Public high school in Texas, United States

The Houston Academy for International Studies (HAIS) is a Houston Independent School District charter school in Midtown Houston, Texas, United States. It is located near the Houston Community College System's Central College campus. It opened in August 2006.

==Mission==
The school focuses on preparing students for university and their roles in society as global citizens. It is a small high-school program, designed to serve up to 400 students in grades 9 through 12. It opened initially to 100 9th graders for the 2006-2007 school year and plans to add a new 9th-grade class of 100 students every year, as each previous class advances.
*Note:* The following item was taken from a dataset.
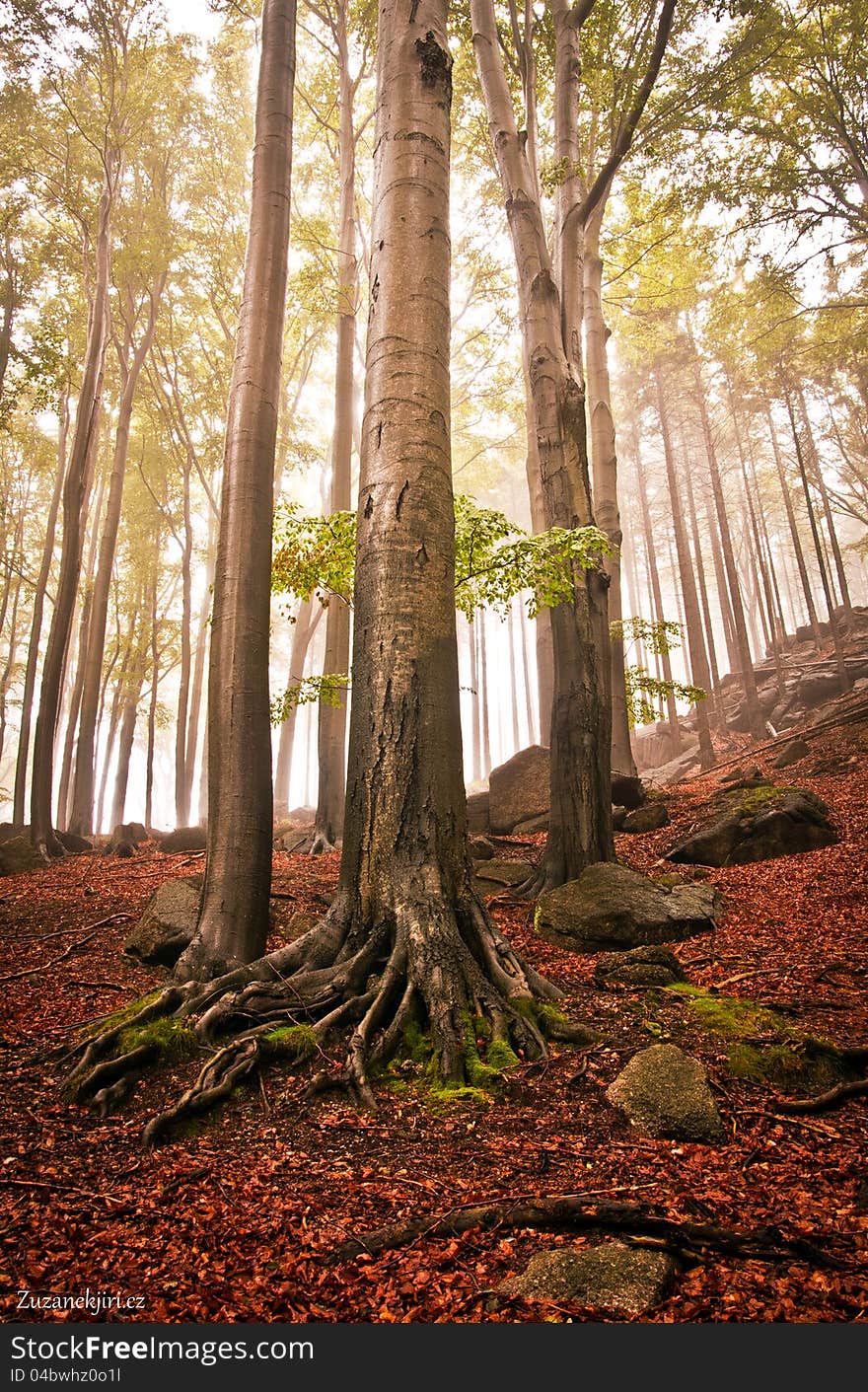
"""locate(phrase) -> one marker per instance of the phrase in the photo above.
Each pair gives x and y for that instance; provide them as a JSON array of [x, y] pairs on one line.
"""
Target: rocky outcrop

The new campus for HAIS is located at the former J. Will Jones Elementary, also located in Midtown; it was scheduled to open for the new 09-10 school year in the fall.
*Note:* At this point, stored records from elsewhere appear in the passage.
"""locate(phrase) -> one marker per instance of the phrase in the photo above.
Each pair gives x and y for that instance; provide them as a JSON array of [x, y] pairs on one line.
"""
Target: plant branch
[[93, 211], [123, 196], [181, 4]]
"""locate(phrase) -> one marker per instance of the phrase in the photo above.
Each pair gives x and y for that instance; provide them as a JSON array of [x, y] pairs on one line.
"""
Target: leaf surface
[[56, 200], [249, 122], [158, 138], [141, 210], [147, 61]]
The Academy is a partnership with the Houston Independent School District, the Houston Community College Central Campus, Houston A+ Challenge and the Asia Society’s Network of International Studies Schools.

==Administration==
The school's principal, Melissa Jacobs-Thibaut, is a professional administrator, educator and community-development specialist with 13 years of urban and international teaching, teacher training and leadership experience. Between 1996 and 2001, she worked for the United States Peace Corps on assignment in Cape Verde and Mozambique. Since 2001, Jacobs-Thibaut was the Instructional Coordinator and Charter Manager at Cage Elementary School/Project Chrysalis Middle School in Houston.

==Attendance==

===Admissions===
To be accepted at HAIS, potential students must submit completed applications along with supporting documentation, which are submitted to a general lottery drawing.

===School uniforms===
As of the 2017 And 2018 school year there will be no uniform policy but the students will still have to follow the HISD school dress code.

===Curriculum===
In preparation for university and possible careers in international business, students are required to complete two service-learning projects, four years of foreign language study, and the curriculum required by the Texas Scholars program. To graduate, they must also complete a 180-hour, internationally focused internship.

Students in grades 11 and 12 will be able to earn both high-school and college credit by taking HCC classes. The Academy also provides students with the opportunity to participate in international programs such as Model United Nations.

==Demographics==
As of 2022, 93.4% of the students were racial and ethnic minorities and 68% were low income students.

The demographics for the 2021 - 2022 school year are listed below.

| Race/Ethnicity | Percentage |
|---|---|
| African American | 38.7% |
| White | 6.6% |
| Hispanic | 51.9% |
| Asian | 1.8% |
| Two or More | 0.8% |
| Indigenous American | 0.2% |

==Transportation==
A METRORail Red Line stop, the Ensemble/HCC Station, is located nearby, as are several METRO bus routes.